Panel to advise judge in Flight 93 property case
More than a decade after passengers and crew fought terrorists aboard a hijacked airplane that crashed in Somerset County, a three-member panel will decide whether the government paid a fair market price when it seized the land through eminent domain.
“This is all about fairness and common sense,” attorney Vincent Barbera, who represents former property owner Michael Svonavec, said Friday in U.S. District Court, Downtown, during closing arguments. The trial began Monday.
The government in 2009 took more than 1,000 acres, including 275 acres owned by Svonavec, where United Airlines Flight 93 crashed on Sept. 11, 2001. The government paid $610,000 — or about $2,200 per acre — for the rural property, which it valued no more than surrounding pasture land. Svonavec sued, claiming the property is worth $23.3 million with the public memorial and private museum he planned to build on the former strip-mined land his family had owned since 1961.
“People are going to come.
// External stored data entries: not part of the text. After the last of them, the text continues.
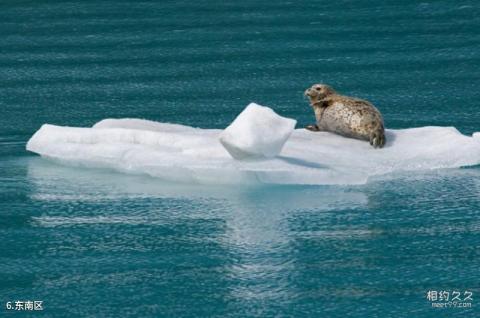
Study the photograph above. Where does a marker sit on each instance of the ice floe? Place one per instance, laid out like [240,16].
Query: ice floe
[186,154]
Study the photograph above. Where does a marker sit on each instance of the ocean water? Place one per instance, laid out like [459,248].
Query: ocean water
[96,243]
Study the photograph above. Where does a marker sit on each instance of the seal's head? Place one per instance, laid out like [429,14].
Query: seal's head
[318,92]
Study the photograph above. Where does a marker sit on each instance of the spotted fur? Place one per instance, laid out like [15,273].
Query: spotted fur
[346,116]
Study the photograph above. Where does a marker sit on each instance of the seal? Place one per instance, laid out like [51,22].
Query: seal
[346,116]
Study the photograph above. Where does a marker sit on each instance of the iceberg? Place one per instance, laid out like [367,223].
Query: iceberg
[258,132]
[192,155]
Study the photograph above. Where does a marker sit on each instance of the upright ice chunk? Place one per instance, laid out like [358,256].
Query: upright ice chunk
[258,132]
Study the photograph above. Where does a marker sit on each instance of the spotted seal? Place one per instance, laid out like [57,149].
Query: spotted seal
[346,116]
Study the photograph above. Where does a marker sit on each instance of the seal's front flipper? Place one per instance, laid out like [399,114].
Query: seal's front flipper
[312,128]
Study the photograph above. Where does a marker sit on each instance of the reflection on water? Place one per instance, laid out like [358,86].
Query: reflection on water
[293,246]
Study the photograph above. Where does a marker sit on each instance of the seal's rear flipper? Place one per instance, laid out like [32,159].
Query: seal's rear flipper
[377,138]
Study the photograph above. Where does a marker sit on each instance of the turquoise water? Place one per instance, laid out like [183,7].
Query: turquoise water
[99,243]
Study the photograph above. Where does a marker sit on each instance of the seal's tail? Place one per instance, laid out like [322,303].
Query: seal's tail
[377,137]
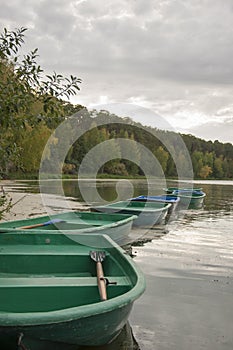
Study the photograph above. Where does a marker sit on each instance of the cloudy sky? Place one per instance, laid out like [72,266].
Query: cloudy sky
[172,57]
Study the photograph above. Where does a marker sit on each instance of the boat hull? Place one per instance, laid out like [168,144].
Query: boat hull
[117,227]
[160,199]
[92,331]
[148,214]
[49,291]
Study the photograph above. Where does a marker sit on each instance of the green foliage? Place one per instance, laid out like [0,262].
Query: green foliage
[5,203]
[28,98]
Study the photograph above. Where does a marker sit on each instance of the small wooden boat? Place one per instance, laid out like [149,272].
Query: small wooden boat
[170,190]
[116,226]
[190,199]
[52,287]
[160,199]
[148,213]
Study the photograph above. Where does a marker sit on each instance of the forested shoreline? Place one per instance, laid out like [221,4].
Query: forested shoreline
[33,106]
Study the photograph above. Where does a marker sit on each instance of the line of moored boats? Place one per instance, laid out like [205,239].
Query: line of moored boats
[64,278]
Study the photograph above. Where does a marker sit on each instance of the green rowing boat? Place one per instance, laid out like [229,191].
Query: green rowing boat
[52,289]
[148,213]
[117,226]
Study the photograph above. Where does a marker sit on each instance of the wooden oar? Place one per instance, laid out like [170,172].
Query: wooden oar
[41,224]
[98,257]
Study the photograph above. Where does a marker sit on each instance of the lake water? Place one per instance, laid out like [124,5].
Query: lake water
[188,264]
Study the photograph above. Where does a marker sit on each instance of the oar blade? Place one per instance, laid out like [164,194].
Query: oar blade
[97,256]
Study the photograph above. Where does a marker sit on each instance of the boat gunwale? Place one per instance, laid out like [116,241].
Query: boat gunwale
[128,218]
[142,210]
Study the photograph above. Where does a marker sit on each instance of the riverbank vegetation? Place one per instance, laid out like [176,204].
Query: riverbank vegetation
[34,104]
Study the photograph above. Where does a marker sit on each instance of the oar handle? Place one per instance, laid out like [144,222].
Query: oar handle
[31,226]
[101,281]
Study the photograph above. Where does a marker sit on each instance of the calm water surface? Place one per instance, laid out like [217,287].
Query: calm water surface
[188,303]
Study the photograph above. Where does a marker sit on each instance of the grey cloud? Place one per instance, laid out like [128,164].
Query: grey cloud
[171,55]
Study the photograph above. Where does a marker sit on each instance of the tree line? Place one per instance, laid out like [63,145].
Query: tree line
[33,105]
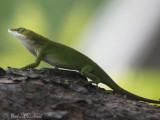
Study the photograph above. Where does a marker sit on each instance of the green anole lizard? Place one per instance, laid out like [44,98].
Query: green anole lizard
[62,56]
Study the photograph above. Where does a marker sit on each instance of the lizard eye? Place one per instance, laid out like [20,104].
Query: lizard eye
[21,30]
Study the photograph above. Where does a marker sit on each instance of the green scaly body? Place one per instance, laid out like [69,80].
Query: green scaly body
[63,56]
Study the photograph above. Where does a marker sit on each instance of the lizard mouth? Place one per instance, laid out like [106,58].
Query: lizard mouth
[15,33]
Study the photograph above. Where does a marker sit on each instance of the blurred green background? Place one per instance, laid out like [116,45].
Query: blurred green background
[59,20]
[66,21]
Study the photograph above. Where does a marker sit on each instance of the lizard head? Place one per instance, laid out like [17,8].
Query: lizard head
[19,33]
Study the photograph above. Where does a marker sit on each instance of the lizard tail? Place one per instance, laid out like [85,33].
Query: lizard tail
[129,95]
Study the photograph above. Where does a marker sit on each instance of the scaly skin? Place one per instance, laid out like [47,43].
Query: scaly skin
[63,56]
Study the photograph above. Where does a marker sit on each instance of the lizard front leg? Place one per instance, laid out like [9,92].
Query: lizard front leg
[88,72]
[36,63]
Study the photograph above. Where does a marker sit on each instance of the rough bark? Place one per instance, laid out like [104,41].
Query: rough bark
[51,94]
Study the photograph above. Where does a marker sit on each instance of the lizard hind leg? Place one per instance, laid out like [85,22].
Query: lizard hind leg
[87,71]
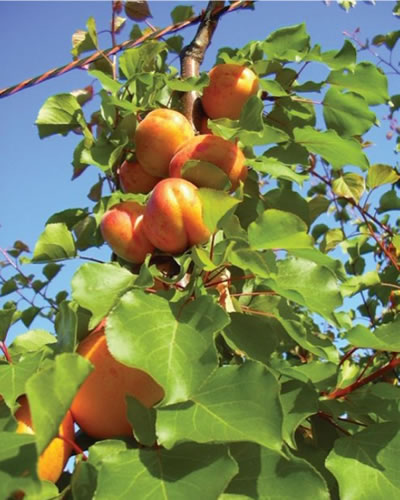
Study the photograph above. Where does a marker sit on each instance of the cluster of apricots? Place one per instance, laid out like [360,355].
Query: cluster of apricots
[171,221]
[171,164]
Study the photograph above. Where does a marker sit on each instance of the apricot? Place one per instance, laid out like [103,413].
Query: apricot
[173,217]
[134,179]
[99,407]
[158,136]
[229,88]
[122,229]
[210,149]
[52,461]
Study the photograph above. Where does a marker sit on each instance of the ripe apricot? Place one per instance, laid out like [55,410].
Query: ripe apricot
[229,88]
[157,138]
[52,461]
[122,229]
[134,179]
[210,149]
[99,407]
[173,217]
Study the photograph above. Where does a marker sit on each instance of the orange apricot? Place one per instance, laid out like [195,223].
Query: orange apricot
[122,229]
[210,149]
[99,407]
[229,88]
[52,461]
[158,136]
[173,217]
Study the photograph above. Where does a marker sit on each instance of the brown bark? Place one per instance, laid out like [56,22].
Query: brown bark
[191,58]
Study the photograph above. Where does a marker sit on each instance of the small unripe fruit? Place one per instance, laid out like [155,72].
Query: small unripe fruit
[134,179]
[173,218]
[122,229]
[210,149]
[229,88]
[158,136]
[99,407]
[52,461]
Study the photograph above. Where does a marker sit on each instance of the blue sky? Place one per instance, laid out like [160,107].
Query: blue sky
[36,36]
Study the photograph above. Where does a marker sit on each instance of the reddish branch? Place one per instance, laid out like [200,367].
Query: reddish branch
[343,392]
[191,58]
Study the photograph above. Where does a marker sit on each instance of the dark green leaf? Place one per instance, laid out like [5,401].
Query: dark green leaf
[55,243]
[238,403]
[366,80]
[336,150]
[166,340]
[181,473]
[97,287]
[348,113]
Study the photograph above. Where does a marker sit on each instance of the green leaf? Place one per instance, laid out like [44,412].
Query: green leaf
[348,113]
[357,283]
[66,325]
[276,169]
[55,243]
[336,150]
[366,80]
[189,84]
[181,473]
[251,116]
[307,283]
[384,338]
[13,377]
[260,264]
[379,174]
[266,474]
[98,287]
[349,186]
[143,421]
[389,201]
[238,403]
[6,319]
[32,341]
[84,41]
[216,204]
[370,455]
[181,13]
[299,401]
[106,81]
[166,340]
[276,229]
[61,114]
[256,336]
[204,174]
[287,44]
[50,393]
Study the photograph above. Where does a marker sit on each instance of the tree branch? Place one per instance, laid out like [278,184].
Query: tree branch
[191,58]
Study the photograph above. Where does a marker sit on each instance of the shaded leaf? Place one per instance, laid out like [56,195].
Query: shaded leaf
[137,10]
[238,403]
[97,287]
[276,229]
[55,243]
[349,186]
[183,472]
[334,149]
[174,343]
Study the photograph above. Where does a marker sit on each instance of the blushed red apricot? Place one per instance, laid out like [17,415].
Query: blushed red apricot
[99,407]
[158,136]
[134,179]
[122,229]
[229,88]
[173,218]
[210,149]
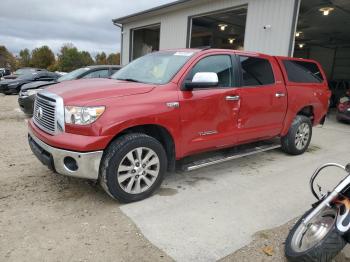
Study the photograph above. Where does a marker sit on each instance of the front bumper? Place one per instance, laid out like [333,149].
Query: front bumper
[87,164]
[26,103]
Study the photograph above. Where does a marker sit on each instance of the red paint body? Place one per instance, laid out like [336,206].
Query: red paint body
[258,115]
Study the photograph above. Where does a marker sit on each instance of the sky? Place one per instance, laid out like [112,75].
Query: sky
[87,24]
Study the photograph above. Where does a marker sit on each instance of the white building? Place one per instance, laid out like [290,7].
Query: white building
[318,29]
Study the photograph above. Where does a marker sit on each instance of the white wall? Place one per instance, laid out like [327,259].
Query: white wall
[279,15]
[173,32]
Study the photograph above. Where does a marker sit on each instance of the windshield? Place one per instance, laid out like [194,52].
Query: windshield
[155,68]
[24,71]
[27,76]
[73,75]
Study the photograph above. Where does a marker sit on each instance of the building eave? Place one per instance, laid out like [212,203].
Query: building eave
[124,19]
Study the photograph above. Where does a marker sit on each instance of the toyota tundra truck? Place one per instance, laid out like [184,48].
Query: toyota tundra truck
[128,131]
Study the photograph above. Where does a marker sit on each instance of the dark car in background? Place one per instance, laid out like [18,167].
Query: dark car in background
[13,86]
[28,92]
[24,71]
[343,108]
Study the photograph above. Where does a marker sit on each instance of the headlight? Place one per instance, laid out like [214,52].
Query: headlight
[82,115]
[31,92]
They have every day, every week, every year since the crash of Flight 93,” Barbera said. “It has intrinsic value.”
More than 100,000 people have visited the site each year since 2001, with a record 318,000 visitors last year, the National Park Service reported.
That Park Service already has spent $28.5 million building memorials, new roads and other amenities at the Flight 93 National Memorial. Last month, it awarded a $20 million contract for the construction of a visitors' center, footbridge and other improvements.
Government experts testified this week that the land was worth no more than it was without such additions, which they said would not be feasible as a private venture.
Svonavec planned to build a visitor center and museum with concessions and charge $9 admission. The crash site memorial he planned could have been visited for free, his lawyers said.
The government argued the lack of development when it took the land four years ago was a critical point.
“There was no business enterprise on the property the day of taking. There had never been in relation to Flight 93,” Kristin Muenzen, a lawyer with the Justice Department's Environment and Natural Resources Division in Washington, told the three commissioners helping U.S. District Judge Donetta Ambrose decide the case. “There is strong demand to see where the plane crashed, but that does not mean there is strong demand to pay $9 for a private museum and buy concessions.”
Once a transcript of the trial is delivered in the next two to four weeks, the commissioners will have a month to prepare a written report to the court. Both parties will be able to respond before Ambrose issues her final opinion.